Disappointing earnings and a profitability setback
The company released its fourth-quarter and full-year results for fiscal 2019 in early September. Aurora had previously boasted that it would be able to achieve profitability by the end of the fiscal year. This turned out to be an overreach as Aurora conceded in this earnings release that it will not be able to turn a profit until fiscal 2020.
This comes a month after another top producer, Canopy Growth, reported a revenue miss and pushed back its profitability guidance. Adjusted EBITDA at Aurora came in at a loss of $11.7 million, net revenue rose to $98.9 million, and gross margin was 58%. All fell below estimates in the quarter. Aurora blamed some of its setbacks on the slow pace of retail cannabis roll outs in Canada.
Aurora is now more likely to hit its profit goal by the second quarter of fiscal 2020.
Cash concerns
Cannabis companies are gearing up for big product launches ahead of “Cannabis 2.0”, but Aurora finds itself in a sticky cash position. Aurora has been generating significant cash flow and operating investing losses over the past several quarters. In its most recent quarter, Aurora bled $180.4 million in operating losses and investments.

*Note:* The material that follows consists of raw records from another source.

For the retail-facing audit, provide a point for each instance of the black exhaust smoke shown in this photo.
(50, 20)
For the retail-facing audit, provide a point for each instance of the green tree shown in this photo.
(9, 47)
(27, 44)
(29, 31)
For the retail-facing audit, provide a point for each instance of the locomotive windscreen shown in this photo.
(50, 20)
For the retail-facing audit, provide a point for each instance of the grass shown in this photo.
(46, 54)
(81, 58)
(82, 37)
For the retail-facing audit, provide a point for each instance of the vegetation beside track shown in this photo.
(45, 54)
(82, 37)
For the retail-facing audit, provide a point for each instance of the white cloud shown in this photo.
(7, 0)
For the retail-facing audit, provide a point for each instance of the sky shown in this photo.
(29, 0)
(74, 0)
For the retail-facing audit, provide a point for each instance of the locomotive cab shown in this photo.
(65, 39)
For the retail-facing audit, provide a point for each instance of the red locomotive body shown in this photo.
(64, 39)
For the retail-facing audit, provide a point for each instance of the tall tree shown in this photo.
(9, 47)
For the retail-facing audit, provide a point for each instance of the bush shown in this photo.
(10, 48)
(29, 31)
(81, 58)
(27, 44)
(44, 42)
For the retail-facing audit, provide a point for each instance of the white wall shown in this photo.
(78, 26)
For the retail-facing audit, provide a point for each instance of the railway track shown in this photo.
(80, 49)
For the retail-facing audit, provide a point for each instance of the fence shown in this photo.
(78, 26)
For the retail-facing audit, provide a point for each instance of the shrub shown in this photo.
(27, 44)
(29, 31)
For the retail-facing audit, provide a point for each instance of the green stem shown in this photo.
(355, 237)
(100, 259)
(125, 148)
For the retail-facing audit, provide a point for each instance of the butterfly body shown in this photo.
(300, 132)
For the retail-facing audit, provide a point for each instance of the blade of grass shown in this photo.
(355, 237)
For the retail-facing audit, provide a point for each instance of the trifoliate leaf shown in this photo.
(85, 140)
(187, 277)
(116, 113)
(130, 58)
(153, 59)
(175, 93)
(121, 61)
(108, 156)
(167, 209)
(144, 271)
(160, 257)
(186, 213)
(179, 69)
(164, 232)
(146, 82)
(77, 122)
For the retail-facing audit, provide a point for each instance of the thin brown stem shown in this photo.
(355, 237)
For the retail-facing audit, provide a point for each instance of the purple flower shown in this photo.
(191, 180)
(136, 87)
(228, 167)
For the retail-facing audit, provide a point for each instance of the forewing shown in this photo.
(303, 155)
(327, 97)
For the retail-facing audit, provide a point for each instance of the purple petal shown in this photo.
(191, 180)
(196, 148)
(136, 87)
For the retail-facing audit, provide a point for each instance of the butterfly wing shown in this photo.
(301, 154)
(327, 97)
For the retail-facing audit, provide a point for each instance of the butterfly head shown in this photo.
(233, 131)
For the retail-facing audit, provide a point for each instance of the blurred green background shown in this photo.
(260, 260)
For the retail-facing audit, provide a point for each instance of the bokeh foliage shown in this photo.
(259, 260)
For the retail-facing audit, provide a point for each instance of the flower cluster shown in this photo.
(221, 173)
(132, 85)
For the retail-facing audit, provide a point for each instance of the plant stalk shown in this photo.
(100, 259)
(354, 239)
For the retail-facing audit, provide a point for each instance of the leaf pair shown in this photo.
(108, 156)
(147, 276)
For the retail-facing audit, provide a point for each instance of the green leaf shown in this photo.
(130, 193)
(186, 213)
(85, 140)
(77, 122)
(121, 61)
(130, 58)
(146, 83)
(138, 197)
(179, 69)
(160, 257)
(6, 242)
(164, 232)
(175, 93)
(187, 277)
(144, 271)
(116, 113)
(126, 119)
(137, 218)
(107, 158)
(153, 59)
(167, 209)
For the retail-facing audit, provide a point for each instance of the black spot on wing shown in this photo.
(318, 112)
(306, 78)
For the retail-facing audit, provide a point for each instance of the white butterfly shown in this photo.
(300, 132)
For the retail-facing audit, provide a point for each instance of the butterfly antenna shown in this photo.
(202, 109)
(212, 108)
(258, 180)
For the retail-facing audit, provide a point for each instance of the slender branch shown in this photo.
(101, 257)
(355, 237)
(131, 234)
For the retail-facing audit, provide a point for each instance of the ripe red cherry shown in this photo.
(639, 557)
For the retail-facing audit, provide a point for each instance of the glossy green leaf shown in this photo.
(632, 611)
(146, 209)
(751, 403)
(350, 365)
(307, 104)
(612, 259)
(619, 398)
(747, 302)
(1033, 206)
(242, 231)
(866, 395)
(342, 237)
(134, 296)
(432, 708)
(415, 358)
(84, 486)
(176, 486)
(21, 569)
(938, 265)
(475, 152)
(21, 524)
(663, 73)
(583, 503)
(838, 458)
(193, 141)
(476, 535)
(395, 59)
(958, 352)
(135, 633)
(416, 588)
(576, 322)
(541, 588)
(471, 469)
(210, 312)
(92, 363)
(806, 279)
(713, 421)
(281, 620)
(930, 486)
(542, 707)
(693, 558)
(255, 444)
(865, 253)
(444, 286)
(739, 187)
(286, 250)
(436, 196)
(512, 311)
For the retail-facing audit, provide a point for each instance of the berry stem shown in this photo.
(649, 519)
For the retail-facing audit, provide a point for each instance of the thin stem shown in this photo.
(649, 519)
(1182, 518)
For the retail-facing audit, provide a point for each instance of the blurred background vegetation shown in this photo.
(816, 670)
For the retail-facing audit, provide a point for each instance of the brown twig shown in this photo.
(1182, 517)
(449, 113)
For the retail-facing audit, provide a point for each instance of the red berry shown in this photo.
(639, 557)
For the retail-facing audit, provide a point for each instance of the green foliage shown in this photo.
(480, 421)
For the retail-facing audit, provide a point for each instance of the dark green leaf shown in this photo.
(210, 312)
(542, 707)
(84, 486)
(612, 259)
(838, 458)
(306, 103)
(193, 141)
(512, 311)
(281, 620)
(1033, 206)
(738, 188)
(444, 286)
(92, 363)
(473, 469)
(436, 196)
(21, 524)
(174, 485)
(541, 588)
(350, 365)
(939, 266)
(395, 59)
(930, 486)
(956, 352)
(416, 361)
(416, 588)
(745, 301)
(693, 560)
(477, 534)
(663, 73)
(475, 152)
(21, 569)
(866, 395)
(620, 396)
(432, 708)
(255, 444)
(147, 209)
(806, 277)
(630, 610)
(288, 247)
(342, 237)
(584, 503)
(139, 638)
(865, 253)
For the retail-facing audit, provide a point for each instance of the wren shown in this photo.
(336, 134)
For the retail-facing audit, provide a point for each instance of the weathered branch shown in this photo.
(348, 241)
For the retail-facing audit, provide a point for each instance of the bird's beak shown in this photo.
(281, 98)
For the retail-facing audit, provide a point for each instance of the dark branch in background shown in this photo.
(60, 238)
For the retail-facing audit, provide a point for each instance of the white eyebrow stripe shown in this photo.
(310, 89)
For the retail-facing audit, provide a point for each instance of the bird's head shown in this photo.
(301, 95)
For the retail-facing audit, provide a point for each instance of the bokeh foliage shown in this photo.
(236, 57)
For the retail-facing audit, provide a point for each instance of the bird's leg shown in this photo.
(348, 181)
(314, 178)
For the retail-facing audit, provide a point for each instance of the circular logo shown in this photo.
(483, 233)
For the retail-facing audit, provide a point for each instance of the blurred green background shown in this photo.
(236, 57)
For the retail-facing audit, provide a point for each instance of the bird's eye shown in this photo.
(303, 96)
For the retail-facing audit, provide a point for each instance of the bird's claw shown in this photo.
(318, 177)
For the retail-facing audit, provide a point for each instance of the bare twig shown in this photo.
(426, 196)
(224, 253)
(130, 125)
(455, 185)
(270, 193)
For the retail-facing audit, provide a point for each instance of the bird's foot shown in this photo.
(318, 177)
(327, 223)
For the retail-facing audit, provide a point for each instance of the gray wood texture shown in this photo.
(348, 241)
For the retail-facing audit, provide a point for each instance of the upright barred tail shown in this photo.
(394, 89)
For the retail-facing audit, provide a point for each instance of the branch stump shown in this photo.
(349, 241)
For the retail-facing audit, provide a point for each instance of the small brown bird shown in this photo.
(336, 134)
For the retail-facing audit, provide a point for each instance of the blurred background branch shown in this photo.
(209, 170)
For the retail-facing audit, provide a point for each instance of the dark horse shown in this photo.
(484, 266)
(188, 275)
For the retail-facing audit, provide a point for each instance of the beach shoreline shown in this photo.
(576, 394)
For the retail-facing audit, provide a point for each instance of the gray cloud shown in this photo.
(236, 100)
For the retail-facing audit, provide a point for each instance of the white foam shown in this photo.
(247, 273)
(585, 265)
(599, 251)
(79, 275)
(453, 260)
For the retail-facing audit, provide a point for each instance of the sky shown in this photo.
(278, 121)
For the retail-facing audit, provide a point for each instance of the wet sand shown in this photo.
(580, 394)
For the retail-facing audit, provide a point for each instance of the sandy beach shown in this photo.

Aurora’s cash and securities balances sat at just over $200 million at the end of the fourth quarter. The company raised an additional $360 million credit facility early last month. Still, the move drew attention to a troubling issue that is putting even more pressure on Aurora to turn a profit. Canopy Growth, by contrast, boasts over $3 billion in cash.
The company needs to solve its liquidity problem ahead of the next calendar year. It brought on strategist Nelson Peltz in order to broker partnerships, but a breakthrough has yet to be achieved. Until Aurora receives a cash injection, investors have every right to worry about its precarious liquidity position.
Short sellers on the assault
Many of the top cannabis stocks have been reeling since the middle of spring, and this has naturally drawn the attention of short sellers. Analysis by S3 Partners revealed in mid-September that short sellers had raked in USD $1.17 billion so far in the third quarter on pot positions. Short interest in the sector has increased roughly 80% in 2019.
Other sectors have stabilized on the TSX, which has moved short interest to more vulnerable spaces. Top cannabis companies have pushed back profit guidance while maintaining sky-high market valuations. It continues to be a sector ripe for short interest.
Until these fundamental issues are resolved, this will continue to be an issue for Aurora and its peers.